Reading a long (longer than 10 MiB) line immediately, without truncation from a pipe:

$ python -c "if 1:
      import sys, time; f = sys.stdout
      f.write('A' * 10987654); f.flush(); time.sleep(.3)
      f.write('aaa\n'); f.flush(); time.sleep(.3)
      f.write('B\n'); f.flush(); time.sleep(.3)" |
  python -c "if 1:
      for line in iter(__import__('sys').stdin.readline, ''): print(len(line))"
10987658
2

To try it, run the command without the leading $. It works on Linux for me, I think it will work on macOS, Windows and other systems. On Windows, put the Python code to files a.py and b.py, and then run python a.py | python b.py.

In some cases it's useful to pass input as fast as possible (i.e. as soon as the process receives it) to the Python program, i.e. to prevent delay cause by buffering in sys.stdin.

Good news: sys.stdin.readline() returns the next line as soon as it is available to the process, it doesn't wait for subsequent lines. In a loop, use for line in iter(sys.stdin.readline, ''):, and don't use for line in sys.stdin:, because the latter waits for more input even if a line is available. See https://stackoverflow.com/a/28919832/97248 and other answers for details.

sys.stdin.read(n) typically has buffering delay: even if the process has already read n bytes, sys.stdin.read(n) will be waiting for more bytes until its buffer (of typically 8192 bytes) is filled. To avoid this delay in Python 3, use sys.stdin.buffer.raw.read(n) instead. This will read at most n bytes (not Unicode characters), and it returns as soon as at least 1 byte is available. Don't mix it with sys.stdin.readline(). In Python 2 and 3, use os.read(sys.stdin.fileno(), n) for this. Test the buffering delay using a pipe (e.g. cat | python ...), because without a pipe the system may use a terminal (TTY) device, which has line buffering by default, returning data earlier, at the end-of-line.
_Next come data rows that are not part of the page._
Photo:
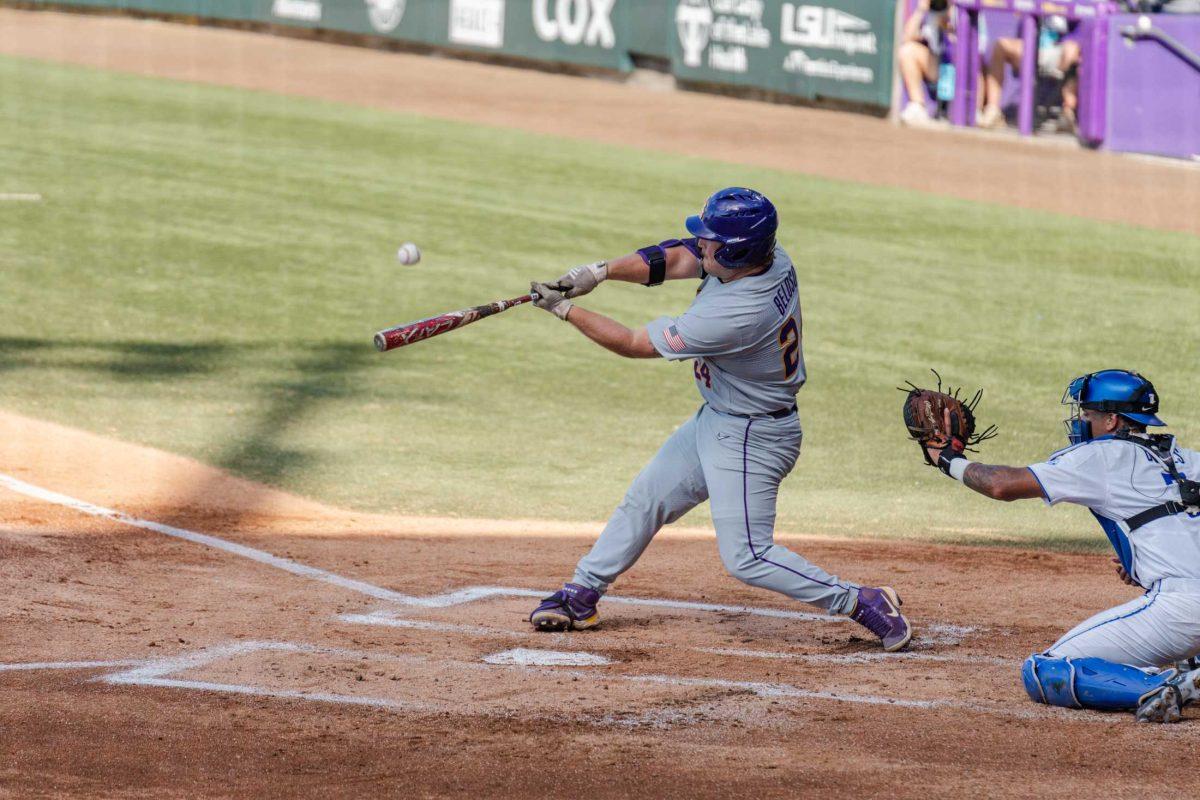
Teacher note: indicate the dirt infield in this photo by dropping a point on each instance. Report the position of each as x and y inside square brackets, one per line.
[840, 145]
[309, 649]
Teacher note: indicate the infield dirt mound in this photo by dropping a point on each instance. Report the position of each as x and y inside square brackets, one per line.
[214, 674]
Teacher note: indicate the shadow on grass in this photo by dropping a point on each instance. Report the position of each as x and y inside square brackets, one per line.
[315, 377]
[120, 359]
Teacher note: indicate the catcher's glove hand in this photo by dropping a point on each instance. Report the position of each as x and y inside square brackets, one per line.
[942, 421]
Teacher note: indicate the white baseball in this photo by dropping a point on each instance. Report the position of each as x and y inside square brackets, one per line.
[408, 253]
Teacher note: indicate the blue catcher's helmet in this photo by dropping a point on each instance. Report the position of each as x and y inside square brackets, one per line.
[1116, 391]
[743, 221]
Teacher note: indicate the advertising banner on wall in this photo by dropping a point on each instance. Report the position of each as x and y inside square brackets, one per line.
[809, 48]
[573, 31]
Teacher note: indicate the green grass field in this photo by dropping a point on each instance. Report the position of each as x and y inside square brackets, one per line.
[208, 268]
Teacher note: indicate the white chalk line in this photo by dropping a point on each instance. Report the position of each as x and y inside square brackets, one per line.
[393, 619]
[533, 657]
[66, 665]
[460, 596]
[155, 673]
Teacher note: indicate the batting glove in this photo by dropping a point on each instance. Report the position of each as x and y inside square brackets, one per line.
[551, 299]
[583, 278]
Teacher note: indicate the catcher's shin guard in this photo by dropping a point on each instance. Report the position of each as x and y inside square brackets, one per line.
[570, 608]
[1093, 684]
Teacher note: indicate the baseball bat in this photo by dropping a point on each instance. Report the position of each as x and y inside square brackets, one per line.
[423, 329]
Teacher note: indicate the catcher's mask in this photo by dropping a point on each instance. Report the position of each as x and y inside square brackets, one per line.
[743, 221]
[1113, 391]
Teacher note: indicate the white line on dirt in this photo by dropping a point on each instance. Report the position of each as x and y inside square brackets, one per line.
[66, 665]
[531, 657]
[857, 657]
[262, 557]
[393, 619]
[469, 594]
[155, 673]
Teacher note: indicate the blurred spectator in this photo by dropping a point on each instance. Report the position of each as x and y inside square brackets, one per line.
[925, 38]
[1057, 58]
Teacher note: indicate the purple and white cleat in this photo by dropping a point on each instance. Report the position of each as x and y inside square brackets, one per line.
[570, 608]
[1167, 703]
[879, 612]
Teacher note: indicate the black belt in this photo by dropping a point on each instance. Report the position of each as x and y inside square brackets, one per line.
[778, 414]
[1157, 512]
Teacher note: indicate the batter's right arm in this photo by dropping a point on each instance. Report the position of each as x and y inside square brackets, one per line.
[672, 260]
[679, 264]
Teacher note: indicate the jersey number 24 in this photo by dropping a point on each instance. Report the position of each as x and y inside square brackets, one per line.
[790, 346]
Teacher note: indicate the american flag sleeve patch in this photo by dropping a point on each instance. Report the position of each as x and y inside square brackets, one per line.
[673, 340]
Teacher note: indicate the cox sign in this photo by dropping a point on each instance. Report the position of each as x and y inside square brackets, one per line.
[575, 22]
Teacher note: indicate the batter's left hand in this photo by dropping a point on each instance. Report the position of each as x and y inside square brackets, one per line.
[551, 299]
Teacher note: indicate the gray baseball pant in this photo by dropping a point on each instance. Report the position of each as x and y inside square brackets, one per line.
[736, 463]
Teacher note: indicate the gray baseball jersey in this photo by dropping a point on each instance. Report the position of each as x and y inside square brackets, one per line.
[749, 361]
[745, 337]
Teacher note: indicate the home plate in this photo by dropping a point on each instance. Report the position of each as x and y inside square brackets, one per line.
[527, 657]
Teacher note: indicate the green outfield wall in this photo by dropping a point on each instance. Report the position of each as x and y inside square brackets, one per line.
[833, 49]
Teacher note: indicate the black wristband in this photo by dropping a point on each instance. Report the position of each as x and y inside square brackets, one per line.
[657, 259]
[947, 456]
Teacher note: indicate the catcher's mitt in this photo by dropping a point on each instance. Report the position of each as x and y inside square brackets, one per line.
[924, 415]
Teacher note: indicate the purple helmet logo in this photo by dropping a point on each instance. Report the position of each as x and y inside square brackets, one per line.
[743, 221]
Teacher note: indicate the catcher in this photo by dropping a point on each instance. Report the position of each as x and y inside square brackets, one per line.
[1137, 656]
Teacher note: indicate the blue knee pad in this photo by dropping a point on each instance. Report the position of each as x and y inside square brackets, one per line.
[1089, 683]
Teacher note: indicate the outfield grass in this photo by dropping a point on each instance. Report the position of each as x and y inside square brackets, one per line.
[209, 264]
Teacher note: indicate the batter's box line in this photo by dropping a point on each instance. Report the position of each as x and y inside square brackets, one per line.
[155, 673]
[469, 594]
[388, 618]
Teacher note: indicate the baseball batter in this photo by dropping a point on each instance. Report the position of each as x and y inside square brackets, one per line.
[1135, 656]
[743, 335]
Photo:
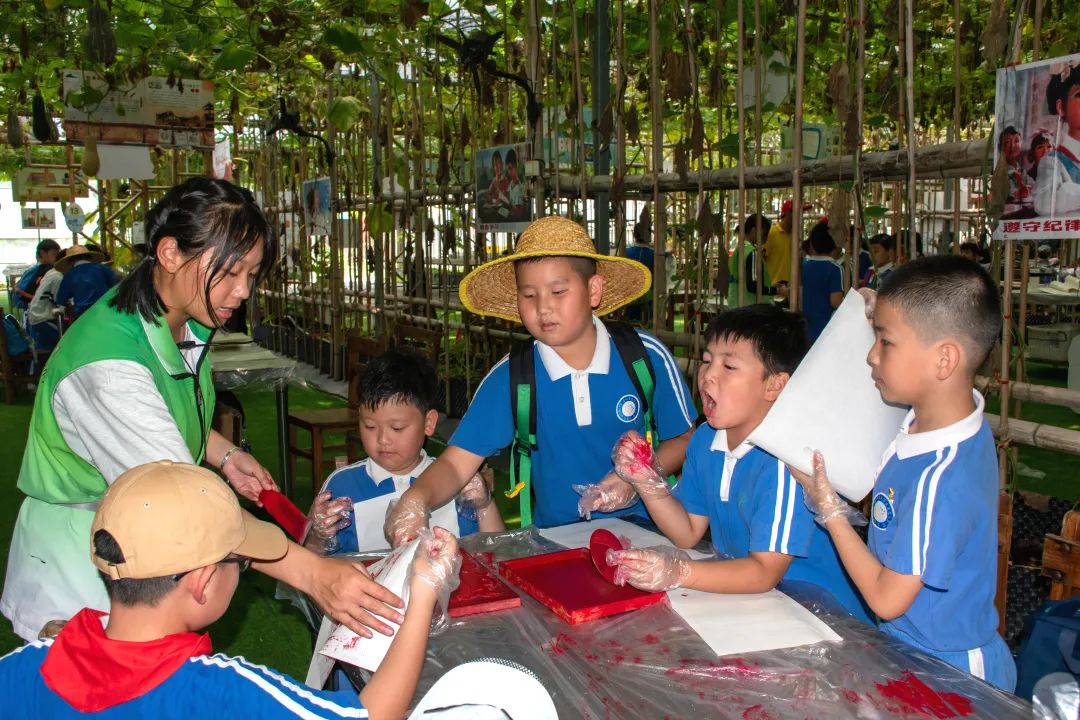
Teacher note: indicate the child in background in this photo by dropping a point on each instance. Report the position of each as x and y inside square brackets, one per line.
[822, 281]
[555, 284]
[396, 393]
[170, 541]
[883, 254]
[743, 494]
[930, 567]
[1057, 187]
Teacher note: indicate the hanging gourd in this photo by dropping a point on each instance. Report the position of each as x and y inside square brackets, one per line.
[14, 128]
[98, 42]
[42, 125]
[91, 161]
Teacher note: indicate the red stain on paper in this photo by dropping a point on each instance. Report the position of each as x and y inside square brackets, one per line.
[914, 696]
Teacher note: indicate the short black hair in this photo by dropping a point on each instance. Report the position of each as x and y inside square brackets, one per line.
[46, 246]
[204, 215]
[400, 376]
[1012, 131]
[755, 220]
[947, 296]
[584, 267]
[779, 336]
[821, 239]
[1057, 89]
[126, 591]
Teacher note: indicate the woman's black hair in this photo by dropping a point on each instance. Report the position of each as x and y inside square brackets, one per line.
[203, 215]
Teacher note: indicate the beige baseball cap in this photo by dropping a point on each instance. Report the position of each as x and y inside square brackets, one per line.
[173, 517]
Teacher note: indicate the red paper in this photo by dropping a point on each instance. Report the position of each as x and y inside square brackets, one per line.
[288, 516]
[568, 584]
[599, 543]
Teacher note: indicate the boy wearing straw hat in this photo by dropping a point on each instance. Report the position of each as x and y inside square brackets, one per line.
[556, 285]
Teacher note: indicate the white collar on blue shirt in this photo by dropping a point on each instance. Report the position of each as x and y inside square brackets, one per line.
[557, 367]
[378, 473]
[910, 445]
[720, 443]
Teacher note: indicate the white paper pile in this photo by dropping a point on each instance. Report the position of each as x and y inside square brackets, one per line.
[831, 404]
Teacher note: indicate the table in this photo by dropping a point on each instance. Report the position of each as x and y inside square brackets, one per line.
[650, 665]
[237, 362]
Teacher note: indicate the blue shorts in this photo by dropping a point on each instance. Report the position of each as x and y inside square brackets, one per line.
[993, 662]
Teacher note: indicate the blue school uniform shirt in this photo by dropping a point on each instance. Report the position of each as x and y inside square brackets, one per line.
[821, 277]
[934, 514]
[580, 416]
[218, 684]
[84, 284]
[366, 480]
[754, 505]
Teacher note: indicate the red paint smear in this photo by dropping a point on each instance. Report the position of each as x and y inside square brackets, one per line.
[916, 696]
[757, 712]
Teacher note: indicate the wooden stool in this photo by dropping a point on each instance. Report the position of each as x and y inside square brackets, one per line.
[318, 422]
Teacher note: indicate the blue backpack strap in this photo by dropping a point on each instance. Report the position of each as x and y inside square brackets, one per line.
[523, 407]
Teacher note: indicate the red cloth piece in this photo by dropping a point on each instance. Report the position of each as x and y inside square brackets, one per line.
[287, 515]
[93, 673]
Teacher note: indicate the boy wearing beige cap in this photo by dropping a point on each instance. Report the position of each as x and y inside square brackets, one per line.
[170, 541]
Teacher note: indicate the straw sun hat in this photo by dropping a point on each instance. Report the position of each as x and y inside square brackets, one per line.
[491, 288]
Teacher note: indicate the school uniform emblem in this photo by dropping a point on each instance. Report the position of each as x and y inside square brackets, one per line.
[881, 510]
[628, 408]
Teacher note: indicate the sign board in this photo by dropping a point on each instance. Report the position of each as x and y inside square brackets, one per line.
[32, 185]
[1037, 134]
[177, 112]
[502, 203]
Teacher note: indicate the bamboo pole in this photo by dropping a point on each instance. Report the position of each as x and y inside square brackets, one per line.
[794, 300]
[659, 212]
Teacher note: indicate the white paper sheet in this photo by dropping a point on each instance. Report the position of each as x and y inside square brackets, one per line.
[346, 646]
[831, 404]
[578, 534]
[734, 624]
[370, 515]
[123, 162]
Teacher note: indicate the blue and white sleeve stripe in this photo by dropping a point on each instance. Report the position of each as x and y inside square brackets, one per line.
[674, 376]
[783, 514]
[282, 691]
[926, 494]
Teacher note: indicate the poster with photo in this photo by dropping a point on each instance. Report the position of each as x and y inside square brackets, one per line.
[176, 112]
[316, 206]
[1037, 132]
[39, 218]
[502, 201]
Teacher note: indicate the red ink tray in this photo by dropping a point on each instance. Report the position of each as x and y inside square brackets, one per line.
[567, 583]
[481, 589]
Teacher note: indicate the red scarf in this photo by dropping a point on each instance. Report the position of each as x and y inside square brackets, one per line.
[94, 673]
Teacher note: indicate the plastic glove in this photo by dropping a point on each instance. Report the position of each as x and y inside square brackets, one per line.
[437, 566]
[327, 517]
[476, 494]
[636, 463]
[609, 494]
[650, 569]
[404, 519]
[821, 498]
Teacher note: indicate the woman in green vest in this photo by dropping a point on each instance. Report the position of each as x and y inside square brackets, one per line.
[131, 383]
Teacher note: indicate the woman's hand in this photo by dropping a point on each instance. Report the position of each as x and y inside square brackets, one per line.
[246, 476]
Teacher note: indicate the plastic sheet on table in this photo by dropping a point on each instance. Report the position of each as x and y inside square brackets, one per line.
[650, 665]
[238, 362]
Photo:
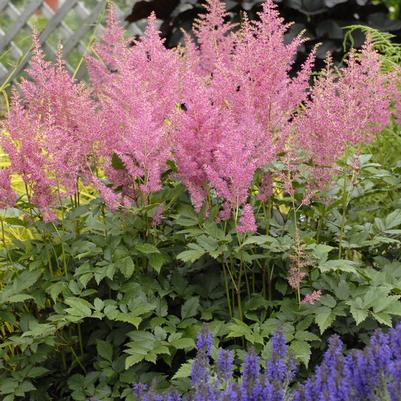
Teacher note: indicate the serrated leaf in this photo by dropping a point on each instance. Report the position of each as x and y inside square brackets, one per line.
[347, 266]
[146, 248]
[156, 261]
[183, 343]
[19, 298]
[358, 314]
[79, 307]
[133, 359]
[184, 371]
[105, 350]
[383, 318]
[190, 307]
[324, 318]
[131, 318]
[301, 350]
[393, 219]
[191, 255]
[126, 266]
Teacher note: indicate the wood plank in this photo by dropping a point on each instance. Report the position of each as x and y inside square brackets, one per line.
[19, 23]
[85, 26]
[57, 19]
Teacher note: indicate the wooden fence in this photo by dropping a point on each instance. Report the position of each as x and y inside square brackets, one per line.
[71, 23]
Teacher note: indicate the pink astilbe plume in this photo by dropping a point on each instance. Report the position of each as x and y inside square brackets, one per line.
[247, 223]
[312, 298]
[7, 196]
[137, 91]
[239, 107]
[344, 109]
[50, 131]
[213, 35]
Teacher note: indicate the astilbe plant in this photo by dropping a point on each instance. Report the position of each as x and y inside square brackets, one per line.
[50, 133]
[222, 108]
[372, 374]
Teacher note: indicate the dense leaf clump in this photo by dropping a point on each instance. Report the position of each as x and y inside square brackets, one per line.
[204, 183]
[370, 375]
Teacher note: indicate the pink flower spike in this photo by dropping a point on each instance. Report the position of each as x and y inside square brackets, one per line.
[247, 223]
[312, 297]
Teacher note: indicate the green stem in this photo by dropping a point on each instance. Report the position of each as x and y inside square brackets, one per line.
[342, 228]
[239, 302]
[49, 261]
[227, 290]
[81, 345]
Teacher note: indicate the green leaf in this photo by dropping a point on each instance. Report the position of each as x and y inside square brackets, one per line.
[393, 219]
[256, 239]
[324, 318]
[301, 350]
[183, 343]
[146, 248]
[79, 307]
[191, 255]
[131, 318]
[133, 359]
[105, 350]
[306, 336]
[358, 314]
[190, 307]
[347, 266]
[156, 261]
[37, 371]
[56, 289]
[127, 266]
[383, 318]
[19, 298]
[98, 304]
[184, 371]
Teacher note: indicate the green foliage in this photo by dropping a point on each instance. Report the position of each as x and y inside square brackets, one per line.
[100, 300]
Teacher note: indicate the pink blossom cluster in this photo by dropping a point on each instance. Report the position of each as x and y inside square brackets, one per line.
[222, 107]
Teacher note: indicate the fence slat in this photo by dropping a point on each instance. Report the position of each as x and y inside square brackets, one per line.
[72, 40]
[21, 21]
[85, 26]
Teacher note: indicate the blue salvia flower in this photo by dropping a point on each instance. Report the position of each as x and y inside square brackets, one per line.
[251, 386]
[277, 368]
[225, 364]
[200, 367]
[373, 374]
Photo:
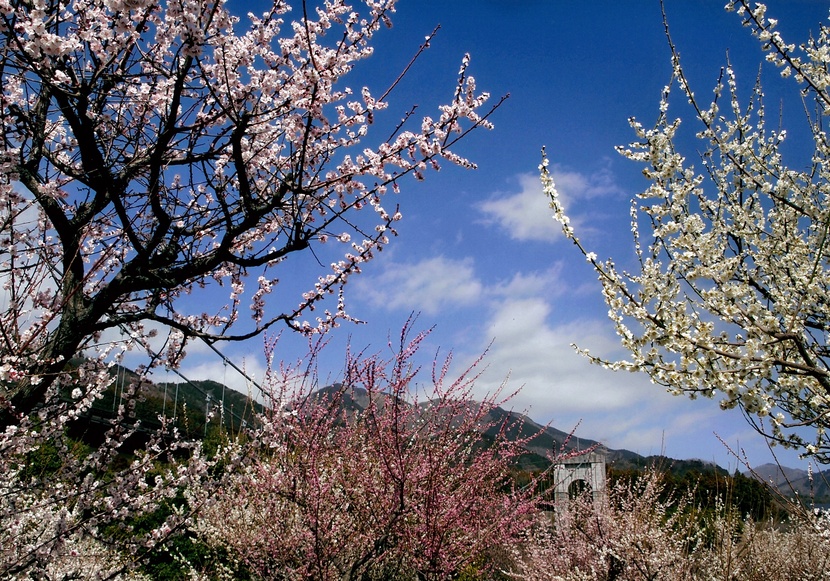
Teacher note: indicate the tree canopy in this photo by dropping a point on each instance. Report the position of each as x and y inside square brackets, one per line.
[151, 149]
[729, 292]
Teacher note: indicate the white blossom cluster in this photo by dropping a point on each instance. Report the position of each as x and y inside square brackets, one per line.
[730, 292]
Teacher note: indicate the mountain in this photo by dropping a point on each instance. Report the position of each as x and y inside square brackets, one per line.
[793, 481]
[547, 443]
[188, 401]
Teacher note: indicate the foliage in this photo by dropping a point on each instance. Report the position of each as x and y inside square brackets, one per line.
[729, 293]
[404, 486]
[149, 151]
[637, 532]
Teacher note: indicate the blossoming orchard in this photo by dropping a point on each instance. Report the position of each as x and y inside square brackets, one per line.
[729, 293]
[175, 175]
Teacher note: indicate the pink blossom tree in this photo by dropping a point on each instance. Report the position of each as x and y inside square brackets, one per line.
[151, 149]
[375, 478]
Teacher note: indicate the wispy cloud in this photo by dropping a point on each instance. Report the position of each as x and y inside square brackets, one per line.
[427, 286]
[526, 216]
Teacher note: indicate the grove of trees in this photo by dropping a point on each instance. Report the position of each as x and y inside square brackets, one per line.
[157, 151]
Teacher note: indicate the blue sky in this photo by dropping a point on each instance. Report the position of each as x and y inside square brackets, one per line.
[479, 255]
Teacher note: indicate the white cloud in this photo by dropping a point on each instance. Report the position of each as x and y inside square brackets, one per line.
[426, 286]
[526, 215]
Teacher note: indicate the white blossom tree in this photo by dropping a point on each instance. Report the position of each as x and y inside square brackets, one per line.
[729, 295]
[150, 149]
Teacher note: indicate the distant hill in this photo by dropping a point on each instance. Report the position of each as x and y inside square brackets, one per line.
[792, 481]
[188, 401]
[548, 441]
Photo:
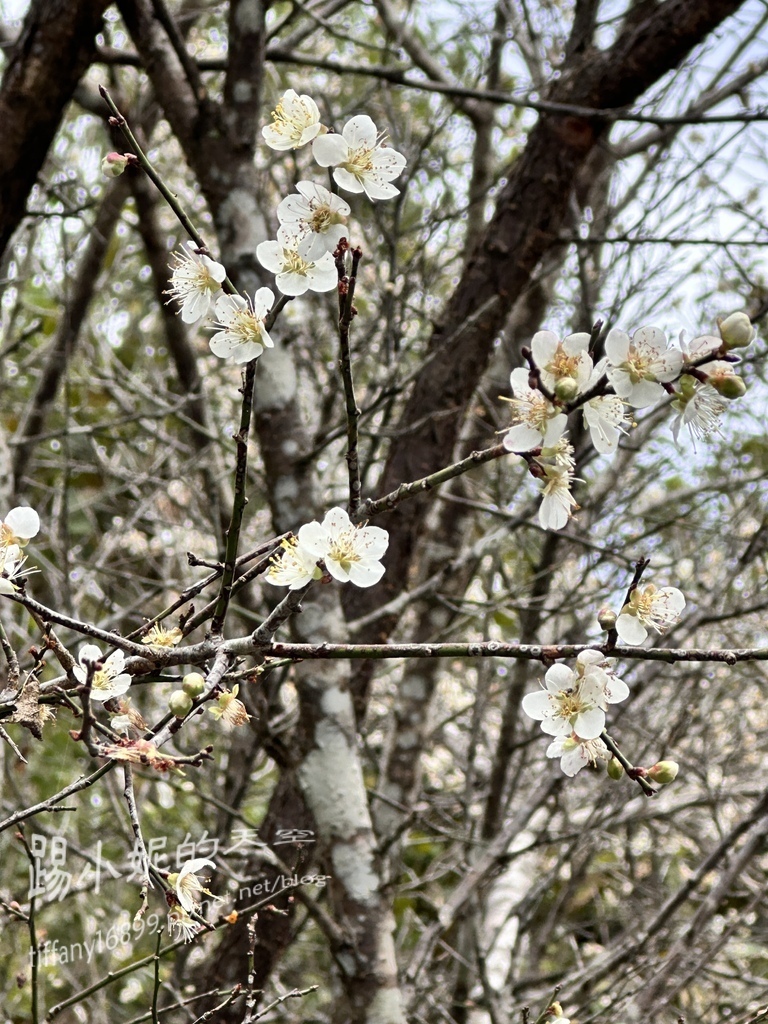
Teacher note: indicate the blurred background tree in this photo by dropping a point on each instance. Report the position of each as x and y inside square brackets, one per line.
[566, 164]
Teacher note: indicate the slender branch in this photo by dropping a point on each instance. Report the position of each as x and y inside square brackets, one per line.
[631, 770]
[49, 804]
[239, 505]
[346, 312]
[388, 502]
[120, 122]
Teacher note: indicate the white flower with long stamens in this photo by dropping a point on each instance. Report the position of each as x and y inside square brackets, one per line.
[11, 569]
[699, 408]
[315, 218]
[606, 418]
[186, 884]
[295, 122]
[351, 553]
[196, 281]
[229, 709]
[537, 421]
[295, 566]
[294, 274]
[242, 336]
[561, 360]
[109, 678]
[648, 608]
[361, 161]
[576, 699]
[638, 365]
[19, 525]
[576, 753]
[179, 920]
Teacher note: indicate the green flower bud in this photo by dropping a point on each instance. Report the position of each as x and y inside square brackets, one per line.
[614, 769]
[607, 619]
[736, 331]
[179, 704]
[194, 684]
[729, 386]
[566, 389]
[664, 772]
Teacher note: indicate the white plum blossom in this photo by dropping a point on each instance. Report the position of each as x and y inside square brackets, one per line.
[196, 281]
[648, 608]
[536, 421]
[11, 569]
[576, 699]
[555, 469]
[294, 274]
[576, 753]
[363, 163]
[178, 919]
[315, 217]
[606, 418]
[110, 680]
[295, 566]
[19, 525]
[350, 553]
[566, 359]
[295, 122]
[638, 365]
[242, 335]
[186, 884]
[697, 407]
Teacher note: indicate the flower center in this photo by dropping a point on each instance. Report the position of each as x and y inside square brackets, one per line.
[293, 263]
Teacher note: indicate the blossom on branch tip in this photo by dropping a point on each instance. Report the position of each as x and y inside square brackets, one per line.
[11, 569]
[109, 679]
[159, 636]
[295, 122]
[19, 525]
[186, 884]
[228, 709]
[576, 753]
[242, 335]
[559, 360]
[295, 566]
[536, 421]
[637, 366]
[576, 699]
[648, 608]
[178, 919]
[315, 218]
[294, 274]
[363, 163]
[195, 283]
[697, 407]
[606, 418]
[351, 553]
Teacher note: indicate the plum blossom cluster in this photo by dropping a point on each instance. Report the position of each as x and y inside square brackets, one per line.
[312, 221]
[636, 372]
[571, 709]
[336, 546]
[18, 527]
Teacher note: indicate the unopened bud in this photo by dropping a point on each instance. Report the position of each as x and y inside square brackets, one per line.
[114, 164]
[179, 704]
[194, 684]
[607, 619]
[664, 772]
[730, 386]
[614, 769]
[736, 331]
[566, 389]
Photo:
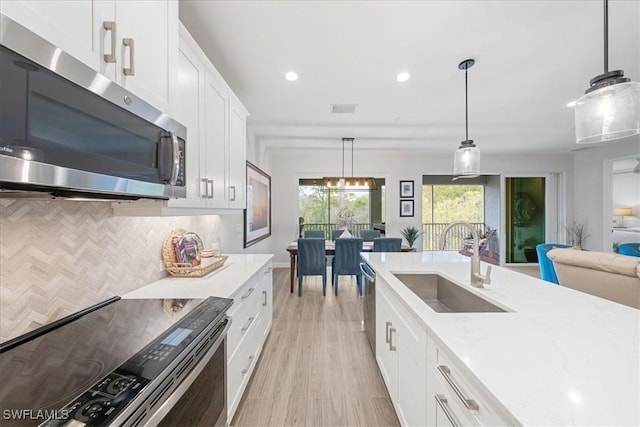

This is to demonstrate that it's not the shell that causes truncation. Here is how:

On your regular Linux GUI, run any of these commands (without the leading $):

$ xterm -e dd bs=1 status=progress
$ konsole -e dd bs=1 status=progress
$ gnome-terminal -- dd bs=1 status=progress

A new, empty terminal window will appear.

In anther program, copy a line longer than 4096 bytes to the clipboard (alternatively, you may copy a text containing multiple lines, some longer, some shorter).
Paste it to the new, empty terminal window. If unsure, press Shift-Insert to paste. If that doesn't work, use Ctrl-Shift-V to paste. If that doesn't work either, use Edit / Paste in the menu.
Wait a second, press Enter in the window. dd will display something like ... bytes (...) copied, .... The byte count will be smaller than expected, indicating line truncation at 4096 bytes.
You can close the window now. Or just press Ctrl-C or Ctrl-D to exit from dd, causing the window to close.

This demo has proved that truncation happens even if there is no shell (or Python process).